In this hypothetical company, leaders are team members with a different skill than the rest of the group: not to wave their hands and pretend everything is fine, but to show the way to their followers by transparently sharing problems and intelligently finding solutions.
That’s a key component of an adequate leader: they must be more intelligent than their followers. That is to say: they must be more right, about more things, more often than the people they lead.
My ego and I have no problem following smarter people’s leadership. In fact, that sounds like a dream! But that hasn’t always been my experience encountering real world leaders. They seem to have grown accustomed to the idea that, in order to lead their team, one mustn’t share problems directly and honestly. Instead one must apply a degree of translation so that a team remains hopeful and inspired. God forbid the rest of the team has access to the same information they do!

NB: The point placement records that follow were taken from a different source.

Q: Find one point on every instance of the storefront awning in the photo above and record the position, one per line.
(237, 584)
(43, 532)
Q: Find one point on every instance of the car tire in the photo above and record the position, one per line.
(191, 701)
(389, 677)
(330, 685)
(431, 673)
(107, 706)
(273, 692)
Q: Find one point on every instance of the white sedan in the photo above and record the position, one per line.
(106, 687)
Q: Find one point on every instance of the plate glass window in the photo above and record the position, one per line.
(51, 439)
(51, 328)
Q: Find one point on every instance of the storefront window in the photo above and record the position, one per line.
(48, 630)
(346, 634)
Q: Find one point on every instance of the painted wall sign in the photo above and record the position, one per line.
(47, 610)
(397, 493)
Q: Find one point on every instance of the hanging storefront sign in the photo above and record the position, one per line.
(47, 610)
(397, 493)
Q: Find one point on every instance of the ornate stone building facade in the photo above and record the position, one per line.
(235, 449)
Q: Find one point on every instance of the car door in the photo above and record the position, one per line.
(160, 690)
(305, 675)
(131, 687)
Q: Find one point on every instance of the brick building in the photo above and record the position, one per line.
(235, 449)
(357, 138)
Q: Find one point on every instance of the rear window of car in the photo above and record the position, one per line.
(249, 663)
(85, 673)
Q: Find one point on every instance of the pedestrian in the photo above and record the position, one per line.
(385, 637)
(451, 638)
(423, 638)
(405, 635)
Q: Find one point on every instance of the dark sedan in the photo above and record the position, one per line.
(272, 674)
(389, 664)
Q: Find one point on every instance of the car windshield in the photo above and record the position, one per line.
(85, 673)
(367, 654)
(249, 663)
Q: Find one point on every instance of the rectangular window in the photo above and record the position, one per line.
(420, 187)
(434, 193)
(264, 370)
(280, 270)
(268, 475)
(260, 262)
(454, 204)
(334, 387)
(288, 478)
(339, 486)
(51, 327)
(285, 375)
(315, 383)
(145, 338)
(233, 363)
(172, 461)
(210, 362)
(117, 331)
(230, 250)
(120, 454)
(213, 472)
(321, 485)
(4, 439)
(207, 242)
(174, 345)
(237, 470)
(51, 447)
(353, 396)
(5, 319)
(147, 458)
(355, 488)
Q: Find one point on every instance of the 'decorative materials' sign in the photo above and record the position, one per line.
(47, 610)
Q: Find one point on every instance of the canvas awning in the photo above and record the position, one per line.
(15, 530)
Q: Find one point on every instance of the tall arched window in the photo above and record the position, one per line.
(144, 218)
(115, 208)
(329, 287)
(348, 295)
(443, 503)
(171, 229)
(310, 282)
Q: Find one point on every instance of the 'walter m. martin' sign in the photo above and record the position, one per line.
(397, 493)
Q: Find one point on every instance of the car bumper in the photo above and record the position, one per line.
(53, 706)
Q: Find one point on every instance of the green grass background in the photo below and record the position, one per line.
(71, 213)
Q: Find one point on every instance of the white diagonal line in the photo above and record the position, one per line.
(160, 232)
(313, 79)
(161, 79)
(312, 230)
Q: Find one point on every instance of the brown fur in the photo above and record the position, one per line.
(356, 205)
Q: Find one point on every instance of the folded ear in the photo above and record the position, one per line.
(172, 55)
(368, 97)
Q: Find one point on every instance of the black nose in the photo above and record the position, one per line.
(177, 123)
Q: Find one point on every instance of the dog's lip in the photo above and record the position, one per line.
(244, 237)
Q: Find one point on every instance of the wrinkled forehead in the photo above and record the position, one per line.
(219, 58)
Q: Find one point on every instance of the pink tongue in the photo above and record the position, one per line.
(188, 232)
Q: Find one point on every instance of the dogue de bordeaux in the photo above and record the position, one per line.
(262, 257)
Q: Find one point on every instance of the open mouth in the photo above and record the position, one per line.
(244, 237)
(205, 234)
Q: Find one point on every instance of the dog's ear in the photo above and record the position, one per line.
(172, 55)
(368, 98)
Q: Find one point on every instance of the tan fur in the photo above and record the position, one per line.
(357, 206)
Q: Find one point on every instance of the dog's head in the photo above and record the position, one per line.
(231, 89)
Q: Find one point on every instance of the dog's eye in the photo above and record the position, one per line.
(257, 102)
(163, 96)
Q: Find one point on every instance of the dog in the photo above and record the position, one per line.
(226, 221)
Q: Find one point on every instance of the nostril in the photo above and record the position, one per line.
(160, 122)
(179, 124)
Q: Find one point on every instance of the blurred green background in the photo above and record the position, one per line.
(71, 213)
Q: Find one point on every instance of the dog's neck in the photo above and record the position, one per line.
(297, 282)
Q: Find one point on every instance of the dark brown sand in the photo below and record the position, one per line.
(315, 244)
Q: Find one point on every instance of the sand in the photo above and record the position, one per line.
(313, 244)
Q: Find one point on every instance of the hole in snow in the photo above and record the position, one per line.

How could their fragile minds handle it?! It’s in this translation that the corporate leader loses trust on their team (and their team’s trust) and instead focuses on preserving the corporation itself over solving its problems.
I do wonder if it’s possible, you know? Can organizations—corporate or not—succeed with transparent and honest leaders? Or is it naive of me to expect the world to function that simply?
I suppose all I can do is my best to lead—as a designer (with arguable degrees of success), teacher, and father—in the ways I wish to follow.
Man, this one is really well-written. And I say that as someone with so little integrity that none of this especially bothers me, so I’m not just automatically aligned with the content!
I think some of this dilemma is a function of -you guessed it- scale: there are things that enliven and motivate you that would not work on others, and vice versa, and what seems most impossible about being e.g. a CEO is the need to say things that work for all types at once. Some people, like you I’d assume, demand and require reality: substantive, honest, unvarnished reality; not only can you “take it,” you need it to be real and to be yourself. Others, of course, are different, and for all kinds of reasons. A single All Hands speech cannot appeal to both constituencies, and you probably cannot build a company out of just one constituency (both for hiring reasons and because it really does take all types!!!). But maybe this is all just cope!
Anyway: loved this one.
Just re-read this. Best thing I’ve read this year.